“Zhoghovurd” reports on Tuesday’s Armenian bus crash in Russia that killed 8 people and injured more than 40 others, noting that the bus belonged to an Armenian company owned by Artur Harutiunian, a former protégé of Gagik Tsarukian. The paper dismisses Harutiunian’s assurances that the bus overturned on a Russian highway not because of a mechanical malfunction. It also says that the accident exposed a grave lack of state oversight of the technical condition of buses and minibuses in Armenia.

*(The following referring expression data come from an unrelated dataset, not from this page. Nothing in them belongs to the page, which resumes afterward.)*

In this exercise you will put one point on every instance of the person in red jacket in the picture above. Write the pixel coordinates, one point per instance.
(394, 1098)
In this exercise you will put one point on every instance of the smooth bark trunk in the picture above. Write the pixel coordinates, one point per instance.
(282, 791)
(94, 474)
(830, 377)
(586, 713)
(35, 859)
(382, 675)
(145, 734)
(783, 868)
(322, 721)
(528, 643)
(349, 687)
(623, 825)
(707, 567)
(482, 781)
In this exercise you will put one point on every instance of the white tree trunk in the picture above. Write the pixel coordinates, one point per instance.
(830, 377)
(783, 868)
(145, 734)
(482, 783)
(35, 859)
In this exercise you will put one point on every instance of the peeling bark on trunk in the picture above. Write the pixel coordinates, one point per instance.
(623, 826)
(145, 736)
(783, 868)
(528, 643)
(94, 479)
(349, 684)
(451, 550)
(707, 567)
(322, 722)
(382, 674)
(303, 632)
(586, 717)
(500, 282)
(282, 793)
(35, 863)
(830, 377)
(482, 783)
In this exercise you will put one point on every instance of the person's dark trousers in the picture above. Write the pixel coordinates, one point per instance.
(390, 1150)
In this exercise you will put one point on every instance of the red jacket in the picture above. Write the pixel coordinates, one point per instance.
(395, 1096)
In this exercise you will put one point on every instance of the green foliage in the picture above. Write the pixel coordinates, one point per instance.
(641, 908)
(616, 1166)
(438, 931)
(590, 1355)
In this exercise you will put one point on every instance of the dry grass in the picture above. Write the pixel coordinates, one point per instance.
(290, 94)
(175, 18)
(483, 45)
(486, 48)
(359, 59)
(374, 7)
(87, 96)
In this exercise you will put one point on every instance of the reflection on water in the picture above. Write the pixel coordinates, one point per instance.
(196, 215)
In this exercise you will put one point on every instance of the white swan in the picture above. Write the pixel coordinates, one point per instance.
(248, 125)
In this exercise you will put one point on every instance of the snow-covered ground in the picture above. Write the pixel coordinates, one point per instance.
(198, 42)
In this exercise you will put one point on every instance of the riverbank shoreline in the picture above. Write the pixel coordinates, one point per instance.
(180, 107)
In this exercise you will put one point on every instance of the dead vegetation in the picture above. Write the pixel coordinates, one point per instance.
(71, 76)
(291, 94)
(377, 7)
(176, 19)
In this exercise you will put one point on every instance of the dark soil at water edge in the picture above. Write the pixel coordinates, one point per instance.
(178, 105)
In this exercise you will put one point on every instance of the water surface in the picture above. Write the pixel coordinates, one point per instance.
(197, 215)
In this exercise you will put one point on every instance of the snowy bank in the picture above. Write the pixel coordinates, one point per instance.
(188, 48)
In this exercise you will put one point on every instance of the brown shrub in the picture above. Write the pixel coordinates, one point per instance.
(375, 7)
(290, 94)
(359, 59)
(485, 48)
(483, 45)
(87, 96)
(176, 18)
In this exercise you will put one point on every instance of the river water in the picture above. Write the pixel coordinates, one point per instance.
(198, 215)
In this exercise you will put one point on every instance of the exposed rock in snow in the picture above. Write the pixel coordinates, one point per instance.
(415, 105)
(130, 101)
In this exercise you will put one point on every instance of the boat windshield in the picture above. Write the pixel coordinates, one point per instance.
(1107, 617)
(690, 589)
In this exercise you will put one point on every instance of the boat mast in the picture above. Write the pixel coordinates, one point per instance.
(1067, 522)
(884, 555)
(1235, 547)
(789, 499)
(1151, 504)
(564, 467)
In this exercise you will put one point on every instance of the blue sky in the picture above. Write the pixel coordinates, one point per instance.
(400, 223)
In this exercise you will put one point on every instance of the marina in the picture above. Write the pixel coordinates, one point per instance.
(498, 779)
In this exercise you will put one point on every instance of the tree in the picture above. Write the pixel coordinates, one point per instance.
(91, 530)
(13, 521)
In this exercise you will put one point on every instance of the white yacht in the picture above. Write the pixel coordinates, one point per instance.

“Aravot” is unhappy with opposition criticism addressed to the Armenian authorities in connection with the deadly crush. According to the paper, from the opposition perspective, such accidents will continue until there is regime change in Armenia. “If their attitudes towards a tragedy that claimed human lives can be like this, then they can say anything about a ‘neutral’ subject such as constitutional reforms,” it says in an editorial.
“Zhamanak” reacts to Finance Minister Gagik Khachatrian’s announcement that tax authorities have found no evidence of tax evasion in six of the seven large firms owned by Gagik Tsarukian. “Thus we can conclude that the authorities are taking yet another important step towards Gagik Tsarukian’s rehabilitation,” comments the paper. “This means that Tsarukian can keep spending money on charitable projects. Tsarukian’s benevolence has had a political subtext as well. He has engaged in benevolent activities in order to earn himself and his party (Prosperous Armenia, the BHK) popular support. Tsarukian will definitely want to return to politics because his fortune needs protection by a political support base.” The paper predicts that Tsarukian will seek to retain his parliament seat in the next legislative elections due in 2017.
“Chorrord Ishkhanutyun” mocks a parliament deputy from the ruling Republican Party of Armenia (HHK), Karine Poghosian, for saying that a country like Armenia must not have the same constitution for more than 20 years. “Clearly, the lady is confusing the constitution with a dress,” writes the opposition-linked paper. “Within the bounds of that logic, she is definitely right. You can’t wear the same dress for 20 years.”
“Normal and developed countries do not change constitutions for decades or even centuries,” “Asparez” says, countering Poghosian. “Why? Because frequent [constitutional] changes are not only useless but also bad in terms of political progress and stability.”